2. Re-write the model equations as function[exp(log of data)]. For example if my model equation is
y = (k(-1)/dA)^chi * lab^(1 - chi), where y=output/technology, k=capital stock/A, dA=A/A(-1), lab=labor supply
then I could re-write this as
exp[lny]=(exp(lnk(-1)/exp(dlnA)^chi * lab^(1-chi), where lny=log(y), lnk=log(k), and dlnA=log(dA). [Now labor supply does not enter as a log-linear. The data that is to be log-linearized is read in in logs.]
3. Will this work? I leave all the model equations unchanged, read in the data I want the log taken of already in logs [so I read in lnY_obs=log(Y_obs)] and use observer equations like this one
lnY_obs - lnY_obs(-1) = log(dA) + log(y) - log(y(-1));
instead of the usual observer equation [where I read in the data Y_obs, not in logs]
Y_obs/Y_obs(-1) = dA * y/y(-1);
Will this last method work? It means that none of my model equations will be log-linearized, right? Except the observer equations, which need to be log-linearized so that it will not matter where the Taylor expansion is done.

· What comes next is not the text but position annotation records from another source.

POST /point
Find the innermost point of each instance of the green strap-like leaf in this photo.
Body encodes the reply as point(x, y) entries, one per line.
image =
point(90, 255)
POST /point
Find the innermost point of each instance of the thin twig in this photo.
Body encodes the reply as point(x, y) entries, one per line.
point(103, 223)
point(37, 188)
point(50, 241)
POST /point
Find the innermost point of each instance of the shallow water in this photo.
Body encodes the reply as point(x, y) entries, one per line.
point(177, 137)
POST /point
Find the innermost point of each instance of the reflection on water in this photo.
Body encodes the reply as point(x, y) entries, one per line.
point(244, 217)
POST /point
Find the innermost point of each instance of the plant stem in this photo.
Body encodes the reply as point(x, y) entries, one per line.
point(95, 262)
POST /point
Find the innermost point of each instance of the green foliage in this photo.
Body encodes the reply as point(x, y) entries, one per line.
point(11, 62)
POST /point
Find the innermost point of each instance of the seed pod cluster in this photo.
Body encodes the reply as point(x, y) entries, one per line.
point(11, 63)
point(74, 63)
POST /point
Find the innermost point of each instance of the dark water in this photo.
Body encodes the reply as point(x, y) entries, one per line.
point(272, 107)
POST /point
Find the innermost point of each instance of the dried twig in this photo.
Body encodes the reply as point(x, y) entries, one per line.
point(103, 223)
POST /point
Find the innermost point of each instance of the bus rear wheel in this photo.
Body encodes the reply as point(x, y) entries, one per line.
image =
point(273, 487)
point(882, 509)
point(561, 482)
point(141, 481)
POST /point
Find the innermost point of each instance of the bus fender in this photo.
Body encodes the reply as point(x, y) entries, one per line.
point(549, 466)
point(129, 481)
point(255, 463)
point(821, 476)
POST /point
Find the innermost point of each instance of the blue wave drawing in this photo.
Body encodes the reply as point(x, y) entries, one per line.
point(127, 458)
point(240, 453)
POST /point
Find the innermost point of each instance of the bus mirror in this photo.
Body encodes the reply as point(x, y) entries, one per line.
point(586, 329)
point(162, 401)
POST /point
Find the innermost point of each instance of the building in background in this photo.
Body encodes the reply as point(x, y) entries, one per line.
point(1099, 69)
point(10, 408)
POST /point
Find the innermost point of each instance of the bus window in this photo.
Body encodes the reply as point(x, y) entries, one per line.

One other point about method 3: the variables in the model equations are all divided by the trend, A. This ensures that all the variables (except for the observed variables like Y_obs) are stationary. It also probably should ensure that there is no problem with heteroscedasticity. As a result, it seems to us that there is no real need to use a log-linear approximation (and use the log of the data for the estimation). Or are we missing something?
Thank you for any help on this matter.